Let’s Mind Our Manners when the B.A.S.S. Classic Comes to Town
|By Frank Sargeant High-dollar bass tournaments like the Bassmaster Classic, scheduled for Lake Guntersville March 6-8, are a great potential learning experience for local anglers as they get the opportunity to follow the top pro’s around on the lake and see how and where they fish and what tackle and boat they use.|
And most of the pro’s actually enjoy the gallery of rooting fans—after all, the more popular they are, the more sponsor money they make.But a large gallery can also affect the outcome of the event. Big names like Kevin Van Dam (who won’t be at this Classic because he moved to the MLF circuit) sometimes have 20 or more boats roaring after them down the lake and gliding up behind them as they drop the trolling motor to fish. While lots of fans are a plus at a football or basketball game, on the water at a bass tournament, not so much. Bass don’t take kindly to the sound of outboard motors, or even of a dozen whirring trolling motors in their neighborhood. Some anglers believe they’re even put off by the “ping” of fish finders.
So while the well-meaning fans are cheering for their favorite, they may actually be reducing his chances of success. This is particularly true when an angler gets on an extended stretch of “hot” shoreline, where bass may be scattered over a hundred yards or so of terrain that the angler may want to work multiple times. As the gallery slides in behind him as he works down the structure, they turn off the bite that might have been active on repeat passes.
The best way to follow the anglers is from a distance, and carry binoculars so that you can see the lures they’re using and how they’re fishing them. This gives everybody a bit of breathing room, and hopefully won’t affect the outcome of the event. There are also some anglers who can’t wait until the tournament is over to try the new holes that the smart pro’s reveal to them. As soon as the pro angler pulls off, they pull on and start casting.
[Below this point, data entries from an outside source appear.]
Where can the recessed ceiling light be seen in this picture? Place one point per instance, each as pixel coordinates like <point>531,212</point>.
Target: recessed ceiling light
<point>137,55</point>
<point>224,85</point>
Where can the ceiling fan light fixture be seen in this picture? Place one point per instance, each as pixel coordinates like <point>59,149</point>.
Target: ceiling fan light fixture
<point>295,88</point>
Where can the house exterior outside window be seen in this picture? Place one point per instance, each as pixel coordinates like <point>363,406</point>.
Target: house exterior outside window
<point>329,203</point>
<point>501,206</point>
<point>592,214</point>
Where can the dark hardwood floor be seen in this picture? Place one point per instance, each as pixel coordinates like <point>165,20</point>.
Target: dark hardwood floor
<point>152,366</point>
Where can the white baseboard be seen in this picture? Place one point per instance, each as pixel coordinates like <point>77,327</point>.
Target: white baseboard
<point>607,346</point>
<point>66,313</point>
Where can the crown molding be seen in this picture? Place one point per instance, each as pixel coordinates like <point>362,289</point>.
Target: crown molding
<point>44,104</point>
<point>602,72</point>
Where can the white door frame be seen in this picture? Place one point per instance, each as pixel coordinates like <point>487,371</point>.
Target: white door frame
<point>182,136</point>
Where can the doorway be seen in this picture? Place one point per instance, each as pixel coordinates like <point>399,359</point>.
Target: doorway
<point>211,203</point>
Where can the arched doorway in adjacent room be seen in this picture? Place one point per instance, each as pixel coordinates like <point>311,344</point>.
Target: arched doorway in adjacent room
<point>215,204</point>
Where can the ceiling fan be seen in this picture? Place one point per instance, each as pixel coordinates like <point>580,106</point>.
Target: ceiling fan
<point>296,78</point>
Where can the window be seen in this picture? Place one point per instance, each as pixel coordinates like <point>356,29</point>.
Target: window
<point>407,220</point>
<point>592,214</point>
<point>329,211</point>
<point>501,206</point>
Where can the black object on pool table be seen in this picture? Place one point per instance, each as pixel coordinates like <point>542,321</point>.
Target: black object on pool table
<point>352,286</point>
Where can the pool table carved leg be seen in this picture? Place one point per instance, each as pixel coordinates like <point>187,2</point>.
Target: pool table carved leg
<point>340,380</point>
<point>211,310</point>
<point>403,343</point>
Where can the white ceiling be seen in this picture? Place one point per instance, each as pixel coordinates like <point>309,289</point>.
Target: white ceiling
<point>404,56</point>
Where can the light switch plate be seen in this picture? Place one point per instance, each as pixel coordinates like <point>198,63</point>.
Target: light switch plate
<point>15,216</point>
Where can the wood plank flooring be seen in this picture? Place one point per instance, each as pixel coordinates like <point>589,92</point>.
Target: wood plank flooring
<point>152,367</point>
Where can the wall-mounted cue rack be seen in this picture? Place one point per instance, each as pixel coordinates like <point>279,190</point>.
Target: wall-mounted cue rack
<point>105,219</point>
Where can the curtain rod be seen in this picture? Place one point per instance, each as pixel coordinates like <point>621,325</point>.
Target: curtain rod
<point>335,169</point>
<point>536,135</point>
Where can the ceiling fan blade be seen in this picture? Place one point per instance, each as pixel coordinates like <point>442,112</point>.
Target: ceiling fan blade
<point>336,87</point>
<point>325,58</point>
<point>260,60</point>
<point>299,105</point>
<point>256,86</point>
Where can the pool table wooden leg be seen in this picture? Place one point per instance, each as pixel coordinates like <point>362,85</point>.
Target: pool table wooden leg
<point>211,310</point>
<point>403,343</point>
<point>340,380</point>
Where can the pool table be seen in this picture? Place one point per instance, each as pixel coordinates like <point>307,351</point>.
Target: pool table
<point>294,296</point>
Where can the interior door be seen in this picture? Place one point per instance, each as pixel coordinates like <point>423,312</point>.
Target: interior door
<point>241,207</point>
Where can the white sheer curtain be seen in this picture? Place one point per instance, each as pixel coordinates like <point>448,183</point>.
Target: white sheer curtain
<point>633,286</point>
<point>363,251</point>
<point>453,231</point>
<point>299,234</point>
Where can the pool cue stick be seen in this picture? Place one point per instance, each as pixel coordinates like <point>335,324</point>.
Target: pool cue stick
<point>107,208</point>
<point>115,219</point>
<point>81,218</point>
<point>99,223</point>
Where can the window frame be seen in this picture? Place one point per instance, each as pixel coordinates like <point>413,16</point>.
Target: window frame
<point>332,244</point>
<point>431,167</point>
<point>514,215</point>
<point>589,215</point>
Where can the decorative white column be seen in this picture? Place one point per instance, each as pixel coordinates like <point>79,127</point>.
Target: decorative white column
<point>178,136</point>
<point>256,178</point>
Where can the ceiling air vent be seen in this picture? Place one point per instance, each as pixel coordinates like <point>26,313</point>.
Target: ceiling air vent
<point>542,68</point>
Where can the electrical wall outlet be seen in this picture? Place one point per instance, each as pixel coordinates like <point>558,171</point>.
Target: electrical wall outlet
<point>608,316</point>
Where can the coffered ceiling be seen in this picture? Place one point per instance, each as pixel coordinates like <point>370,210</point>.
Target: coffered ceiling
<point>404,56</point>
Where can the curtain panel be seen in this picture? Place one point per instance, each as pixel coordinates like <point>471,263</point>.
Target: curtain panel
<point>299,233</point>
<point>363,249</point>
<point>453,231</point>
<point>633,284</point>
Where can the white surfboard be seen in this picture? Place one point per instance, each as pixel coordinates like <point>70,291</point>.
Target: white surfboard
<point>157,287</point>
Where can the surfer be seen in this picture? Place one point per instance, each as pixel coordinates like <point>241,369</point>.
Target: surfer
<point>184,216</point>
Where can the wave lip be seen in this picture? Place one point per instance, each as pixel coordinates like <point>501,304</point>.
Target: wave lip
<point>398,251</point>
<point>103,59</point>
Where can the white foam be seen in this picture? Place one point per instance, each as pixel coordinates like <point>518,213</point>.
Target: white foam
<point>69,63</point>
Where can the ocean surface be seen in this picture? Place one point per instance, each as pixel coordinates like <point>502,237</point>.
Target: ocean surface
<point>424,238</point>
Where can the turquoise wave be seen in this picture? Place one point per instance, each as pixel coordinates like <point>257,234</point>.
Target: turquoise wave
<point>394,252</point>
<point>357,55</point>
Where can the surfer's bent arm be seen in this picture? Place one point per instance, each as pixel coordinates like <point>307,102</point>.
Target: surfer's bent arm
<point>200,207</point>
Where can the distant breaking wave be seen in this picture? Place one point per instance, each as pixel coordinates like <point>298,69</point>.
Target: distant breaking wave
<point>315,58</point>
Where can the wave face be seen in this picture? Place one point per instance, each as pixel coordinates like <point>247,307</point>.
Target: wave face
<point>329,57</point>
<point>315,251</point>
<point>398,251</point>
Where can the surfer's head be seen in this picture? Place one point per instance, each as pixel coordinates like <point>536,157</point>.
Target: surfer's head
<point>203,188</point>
This makes things a lot more difficult in that spot on the next day when the angler returns to the spot again during the three day event. To be sure, the lake is a public asset and all of us have a completely equal right to fish anywhere in it at any time. Paying a tournament entry fee does not give any special rights. On the other hand, when you consider that the pro anglers are fishing an event where one successful cast could change the course of their lives, it seems only common courtesy to maybe save their spots to the GPS for future use but leave them alone for those few days of the competition.
In any case, for those who want to follow their heroes, the daily launches are at Civitan Park just off S.R. 69 on the Brown’s Creek arm of the lake at 7 a.m. B.A.S.S. welcomes spectators with free coffee, and a number of top boat manufacturers are on-site offering test drives of their latest bass boats. (You can’t launch at Civitan during the event, though—choose one of the other ramps around the lake.)
For those who can’t get out on the lake, the weigh-ins are at BJCC in Birmingham, with arena doors opening at 3:15 p.m. daily for the weigh-ins. The Classic Outdoors Expo, also at BJCC, opens at noon on Friday, 10 a.m. on Saturday and Sunday.